The UK’s final services PMI for August was 54.2, up from the preliminary 53.6, with July’s final figure sitting at 51.8. The final composite PMI rose to 53.5, exceeding the preliminary 53.0 and up from the prior 51.5.
Key Outcomes
Key outcomes included accelerated output growth and a rebound in new orders. Business optimism reached its highest level in ten months, with the New Orders Index increasing by over six points, marking the largest monthly gain since March 2021. This was driven by increased domestic spending and the first rise in export sales since March.
Despite these positive trends, hiring levels were subdued, with workforce numbers declining monthly since October 2024 due to high payroll costs. Some companies focused on automation and productivity enhancements to counteract margin pressures. Business activity expectations improved significantly, aided by better sales pipelines and lower borrowing costs. Nevertheless, concerns remained over government policy uncertainty and potential tax increases in the upcoming autumn Budget.
The latest services data for August suggests the UK economy is picking up steam. With output accelerating and new orders rebounding sharply, we are looking at a much stronger end to the summer. This positive shift points towards taking a more bullish stance on UK-related assets in the coming weeks.
This stronger economic picture complicates things for the Bank of England, making an interest rate cut less likely this year. Considering inflation was still running at 2.5% in the latest reading for July 2025, well above the 2% target, we could see the market push back expectations for any rate cuts into mid-2026. This environment is supportive for the pound, so we are considering long GBP positions against the dollar and euro.
Financial Strategy Implications
We are looking at call options on the FTSE 250 index, which is heavily exposed to the domestic UK economy. The report’s mention of improved consumer and business spending is a key catalyst for this view. This renewed demand is a welcome sign after the sluggish performance and persistent job shedding we’ve witnessed since late 2024.

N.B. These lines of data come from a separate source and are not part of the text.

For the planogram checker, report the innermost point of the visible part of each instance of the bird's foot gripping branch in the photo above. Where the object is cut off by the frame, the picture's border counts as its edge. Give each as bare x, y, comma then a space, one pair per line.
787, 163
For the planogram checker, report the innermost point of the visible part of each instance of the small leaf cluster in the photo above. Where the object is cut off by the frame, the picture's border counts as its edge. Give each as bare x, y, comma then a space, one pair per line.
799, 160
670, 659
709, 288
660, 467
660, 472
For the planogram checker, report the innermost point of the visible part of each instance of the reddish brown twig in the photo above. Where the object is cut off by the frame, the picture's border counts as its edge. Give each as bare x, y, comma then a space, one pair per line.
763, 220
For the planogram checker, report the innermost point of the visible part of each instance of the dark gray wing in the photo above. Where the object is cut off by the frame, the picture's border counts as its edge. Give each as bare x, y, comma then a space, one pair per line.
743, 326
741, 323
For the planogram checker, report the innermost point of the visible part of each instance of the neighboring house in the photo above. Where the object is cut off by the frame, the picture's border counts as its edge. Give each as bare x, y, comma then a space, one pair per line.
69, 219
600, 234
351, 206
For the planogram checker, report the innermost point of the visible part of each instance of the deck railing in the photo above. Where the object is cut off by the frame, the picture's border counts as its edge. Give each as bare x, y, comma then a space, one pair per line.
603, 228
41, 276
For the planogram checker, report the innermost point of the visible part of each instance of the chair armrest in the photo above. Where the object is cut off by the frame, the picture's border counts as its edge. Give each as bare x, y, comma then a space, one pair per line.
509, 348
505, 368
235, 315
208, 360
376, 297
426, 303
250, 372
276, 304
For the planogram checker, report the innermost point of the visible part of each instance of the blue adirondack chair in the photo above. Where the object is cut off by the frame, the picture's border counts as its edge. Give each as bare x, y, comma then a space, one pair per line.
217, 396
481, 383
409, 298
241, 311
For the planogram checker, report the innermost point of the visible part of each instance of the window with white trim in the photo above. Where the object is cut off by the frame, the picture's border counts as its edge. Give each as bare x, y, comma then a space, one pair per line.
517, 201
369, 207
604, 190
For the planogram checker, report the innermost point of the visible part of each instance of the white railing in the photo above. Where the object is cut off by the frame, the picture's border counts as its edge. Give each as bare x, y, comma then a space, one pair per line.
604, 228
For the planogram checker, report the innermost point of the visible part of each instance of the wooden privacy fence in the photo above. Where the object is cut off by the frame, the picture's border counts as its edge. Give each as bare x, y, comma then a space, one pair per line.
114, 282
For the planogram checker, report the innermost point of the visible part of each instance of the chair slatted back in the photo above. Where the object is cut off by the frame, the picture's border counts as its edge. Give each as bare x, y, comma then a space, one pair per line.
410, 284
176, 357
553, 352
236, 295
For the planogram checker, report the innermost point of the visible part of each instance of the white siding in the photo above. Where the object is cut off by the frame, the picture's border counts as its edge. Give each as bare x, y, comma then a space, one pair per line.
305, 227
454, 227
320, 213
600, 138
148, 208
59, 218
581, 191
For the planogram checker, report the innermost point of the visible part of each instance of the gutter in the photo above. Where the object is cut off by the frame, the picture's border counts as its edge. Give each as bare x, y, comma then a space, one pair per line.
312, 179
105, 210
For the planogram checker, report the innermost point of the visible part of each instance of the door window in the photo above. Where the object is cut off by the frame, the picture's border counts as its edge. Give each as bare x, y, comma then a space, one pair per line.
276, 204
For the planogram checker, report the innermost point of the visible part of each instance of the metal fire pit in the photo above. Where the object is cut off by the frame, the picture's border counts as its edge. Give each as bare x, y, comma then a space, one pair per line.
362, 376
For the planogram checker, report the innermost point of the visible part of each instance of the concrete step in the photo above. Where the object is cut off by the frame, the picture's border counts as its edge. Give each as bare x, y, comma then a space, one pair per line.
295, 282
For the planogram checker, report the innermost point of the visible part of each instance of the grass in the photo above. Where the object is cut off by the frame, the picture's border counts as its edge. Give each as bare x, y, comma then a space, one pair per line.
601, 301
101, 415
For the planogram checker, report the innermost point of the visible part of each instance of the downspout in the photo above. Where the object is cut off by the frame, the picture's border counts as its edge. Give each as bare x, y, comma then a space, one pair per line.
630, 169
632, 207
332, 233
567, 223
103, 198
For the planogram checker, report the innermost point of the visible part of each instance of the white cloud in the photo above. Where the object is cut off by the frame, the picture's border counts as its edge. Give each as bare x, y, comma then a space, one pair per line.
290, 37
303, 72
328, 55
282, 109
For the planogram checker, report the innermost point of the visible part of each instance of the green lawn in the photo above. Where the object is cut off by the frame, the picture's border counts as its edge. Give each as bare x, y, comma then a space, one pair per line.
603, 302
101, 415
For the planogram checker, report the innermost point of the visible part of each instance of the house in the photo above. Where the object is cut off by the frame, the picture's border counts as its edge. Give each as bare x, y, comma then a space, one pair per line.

For interest rate traders, this data suggests positioning for a “higher for longer” scenario from the Bank of England. We see an opportunity in selling short-term interest rate futures, as the market will likely price out any imminent rate cuts. This effectively means betting that borrowing costs will not fall as quickly as previously anticipated.
Despite the optimism, we must remain cautious about the uncertainty surrounding the upcoming autumn Budget. The report notes concerns over potential tax increases, which could easily spook the market. Therefore, buying volatility through options on the FTSE or GBP as we approach the budget date could be a prudent way to hedge against any sudden policy-driven moves.